Vector Autoregression generalises an AR(p) model to account for multiple times to capture how they relate to each other, i.e. can one predict the other.

What is seasonal ARIMA (SARIMA)?

A SARIMA model assumes multiplicative seasonality and postulates that the seasonal behaviour itself can be thought of as an ARIMA process.

What are ARCH, GARCH family of models?

Autoregressive Conditional Heteroskedasticity (ARCH) models used for times that don't have constant variance (i.e. stock prices) and that the variance appears autoregressive conditional on the earlier variances (for example high volatility days on the stock exchange occur in clusters). In these models, the variance of a process is modelled rather than the process itself.

What are the advantages of statistical models of time series?

- These models are simple and transparent, so they can be understood clearly in terms of their parameters. - Because of the simple mathematical expressions that define these models, it is possible to derive their properties of interest in a rigorous statistical way. - You can apply these models to fairly small data sets and still get good results. - These simple models and related modifications perform extremely well, even in comparison to very complicated machine learning models.
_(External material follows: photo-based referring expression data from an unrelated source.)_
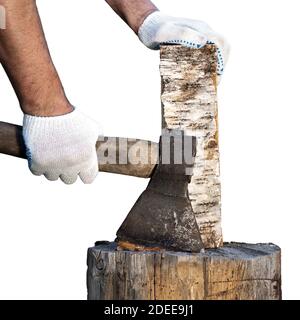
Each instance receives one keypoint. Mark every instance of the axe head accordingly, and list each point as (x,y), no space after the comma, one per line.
(163,216)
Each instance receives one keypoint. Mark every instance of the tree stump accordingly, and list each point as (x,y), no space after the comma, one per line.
(236,271)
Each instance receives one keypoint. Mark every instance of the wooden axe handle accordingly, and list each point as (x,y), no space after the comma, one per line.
(109,151)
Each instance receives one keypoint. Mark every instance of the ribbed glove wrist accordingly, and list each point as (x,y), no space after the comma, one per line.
(159,28)
(62,147)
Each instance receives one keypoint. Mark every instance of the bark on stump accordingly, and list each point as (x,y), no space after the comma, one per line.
(233,272)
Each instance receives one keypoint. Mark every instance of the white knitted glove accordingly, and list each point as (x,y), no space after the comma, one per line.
(62,147)
(159,28)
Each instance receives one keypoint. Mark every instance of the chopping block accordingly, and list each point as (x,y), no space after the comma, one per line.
(156,258)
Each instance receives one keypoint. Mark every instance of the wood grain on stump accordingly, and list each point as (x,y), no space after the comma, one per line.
(233,272)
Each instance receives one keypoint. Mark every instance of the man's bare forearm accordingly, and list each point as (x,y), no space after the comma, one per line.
(25,57)
(133,12)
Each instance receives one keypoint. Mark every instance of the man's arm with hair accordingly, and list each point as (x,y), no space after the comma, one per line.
(133,12)
(60,141)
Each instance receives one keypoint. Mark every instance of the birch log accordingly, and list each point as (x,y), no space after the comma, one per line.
(234,272)
(189,103)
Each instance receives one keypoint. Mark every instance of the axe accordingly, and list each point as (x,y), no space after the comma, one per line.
(180,208)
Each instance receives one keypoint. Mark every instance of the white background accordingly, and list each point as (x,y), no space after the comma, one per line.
(46,228)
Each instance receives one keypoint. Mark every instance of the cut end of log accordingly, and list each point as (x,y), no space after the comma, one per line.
(128,246)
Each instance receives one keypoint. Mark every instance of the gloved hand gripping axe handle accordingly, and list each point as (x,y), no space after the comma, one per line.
(11,143)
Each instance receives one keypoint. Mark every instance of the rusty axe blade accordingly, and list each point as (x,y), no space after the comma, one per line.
(163,216)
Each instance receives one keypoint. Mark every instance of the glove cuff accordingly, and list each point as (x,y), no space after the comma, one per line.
(149,28)
(35,125)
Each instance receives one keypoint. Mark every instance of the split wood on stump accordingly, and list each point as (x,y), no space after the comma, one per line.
(189,103)
(230,272)
(233,272)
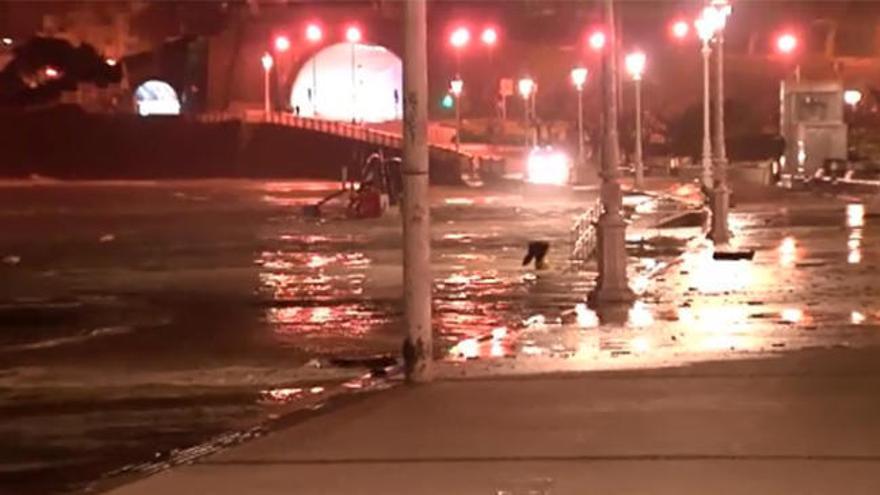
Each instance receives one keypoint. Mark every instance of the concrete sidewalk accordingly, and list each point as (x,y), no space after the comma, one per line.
(756,421)
(805,423)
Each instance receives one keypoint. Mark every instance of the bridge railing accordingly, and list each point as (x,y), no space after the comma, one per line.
(583,235)
(342,129)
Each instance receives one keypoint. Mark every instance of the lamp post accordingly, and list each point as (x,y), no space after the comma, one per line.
(416,211)
(455,87)
(526,88)
(611,285)
(705,25)
(314,34)
(459,39)
(353,36)
(489,37)
(635,65)
(719,232)
(579,78)
(786,44)
(267,62)
(852,97)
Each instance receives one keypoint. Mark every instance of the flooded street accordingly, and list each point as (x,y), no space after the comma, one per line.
(140,318)
(150,323)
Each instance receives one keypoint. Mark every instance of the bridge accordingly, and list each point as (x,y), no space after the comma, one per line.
(473,168)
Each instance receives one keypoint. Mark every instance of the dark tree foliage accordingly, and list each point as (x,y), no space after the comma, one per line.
(21,83)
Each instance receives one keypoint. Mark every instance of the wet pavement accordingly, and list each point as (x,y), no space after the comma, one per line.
(146,324)
(140,319)
(812,283)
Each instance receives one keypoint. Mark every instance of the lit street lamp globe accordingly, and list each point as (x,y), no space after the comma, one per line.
(526,86)
(456,86)
(579,77)
(786,43)
(597,40)
(489,36)
(635,65)
(353,34)
(267,62)
(852,97)
(314,33)
(282,43)
(460,37)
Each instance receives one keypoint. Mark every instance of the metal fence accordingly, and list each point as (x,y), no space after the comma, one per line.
(583,236)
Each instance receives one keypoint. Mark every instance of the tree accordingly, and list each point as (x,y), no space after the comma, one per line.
(43,68)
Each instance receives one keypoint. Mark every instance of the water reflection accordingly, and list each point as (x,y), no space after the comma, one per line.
(855,215)
(854,247)
(787,252)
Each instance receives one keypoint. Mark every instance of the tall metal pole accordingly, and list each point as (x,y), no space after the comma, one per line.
(418,345)
(640,165)
(458,122)
(527,122)
(719,231)
(720,145)
(353,86)
(267,100)
(582,176)
(707,144)
(611,285)
(315,86)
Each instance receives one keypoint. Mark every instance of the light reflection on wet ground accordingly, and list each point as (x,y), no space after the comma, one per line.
(804,288)
(142,318)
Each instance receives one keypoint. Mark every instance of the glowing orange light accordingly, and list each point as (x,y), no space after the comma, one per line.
(489,36)
(353,34)
(460,37)
(282,43)
(786,43)
(680,29)
(314,33)
(597,40)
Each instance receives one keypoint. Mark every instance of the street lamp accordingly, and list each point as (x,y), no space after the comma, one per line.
(597,40)
(720,200)
(635,65)
(852,97)
(455,87)
(313,35)
(526,88)
(489,36)
(579,78)
(786,44)
(680,29)
(353,36)
(282,43)
(459,39)
(706,25)
(267,62)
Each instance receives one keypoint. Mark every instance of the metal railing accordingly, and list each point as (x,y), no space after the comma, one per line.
(337,128)
(583,235)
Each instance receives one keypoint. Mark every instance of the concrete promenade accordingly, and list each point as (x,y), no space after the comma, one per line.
(800,417)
So you get good performance without the danger of overfitting. - Well-developed automated methodologies for choosing orders of your models and estimating their parameters make it simple to generate these forecasts.
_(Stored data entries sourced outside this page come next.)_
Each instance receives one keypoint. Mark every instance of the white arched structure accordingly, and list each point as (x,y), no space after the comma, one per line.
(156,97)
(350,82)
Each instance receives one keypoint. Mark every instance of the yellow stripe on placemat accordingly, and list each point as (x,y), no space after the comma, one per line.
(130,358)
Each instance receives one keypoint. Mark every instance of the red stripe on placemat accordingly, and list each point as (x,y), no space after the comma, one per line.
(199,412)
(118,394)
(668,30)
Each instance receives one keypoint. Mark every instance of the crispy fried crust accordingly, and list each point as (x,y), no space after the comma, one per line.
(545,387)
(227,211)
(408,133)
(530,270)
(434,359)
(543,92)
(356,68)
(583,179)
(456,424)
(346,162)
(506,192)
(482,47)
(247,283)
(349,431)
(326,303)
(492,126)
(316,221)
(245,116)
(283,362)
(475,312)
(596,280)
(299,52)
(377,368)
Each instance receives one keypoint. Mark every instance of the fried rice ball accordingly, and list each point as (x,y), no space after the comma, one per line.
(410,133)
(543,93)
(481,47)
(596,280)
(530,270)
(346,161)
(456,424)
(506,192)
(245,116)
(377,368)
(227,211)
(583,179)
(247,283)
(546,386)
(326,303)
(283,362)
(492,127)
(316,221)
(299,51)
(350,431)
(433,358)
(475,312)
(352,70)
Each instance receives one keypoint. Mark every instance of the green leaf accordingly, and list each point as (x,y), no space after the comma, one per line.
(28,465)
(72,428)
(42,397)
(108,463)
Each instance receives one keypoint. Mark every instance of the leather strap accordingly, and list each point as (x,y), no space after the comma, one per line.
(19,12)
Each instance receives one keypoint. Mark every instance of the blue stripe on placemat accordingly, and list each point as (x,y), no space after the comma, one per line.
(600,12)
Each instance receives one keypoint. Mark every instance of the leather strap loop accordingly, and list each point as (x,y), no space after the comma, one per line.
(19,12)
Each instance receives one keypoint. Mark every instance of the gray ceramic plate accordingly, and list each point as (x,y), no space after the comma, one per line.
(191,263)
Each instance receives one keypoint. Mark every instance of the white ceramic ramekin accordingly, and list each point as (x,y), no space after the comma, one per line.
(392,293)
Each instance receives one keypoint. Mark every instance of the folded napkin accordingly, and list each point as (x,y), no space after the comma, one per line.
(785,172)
What are the disadvantages of statistical models of time series?

- Because these models are quite simple, they don’t always improve performance when given large data sets. If you are working with extremely large data sets, you may do better with the complex models of machine learning and neural network methodologies. - These statistical models put the focus on point estimates of the mean value of a distribution rather than on the distribution. True, you can derive sample variances and the like as some proxy for uncertainty in your forecasts, but your fundamental model offers only limited ways to express uncertainty relative to all the choices you make in selecting a model. - By definition, these models are not built to handle nonlinear dynamics and will do a poor job describing data where nonlinear relationships are dominant.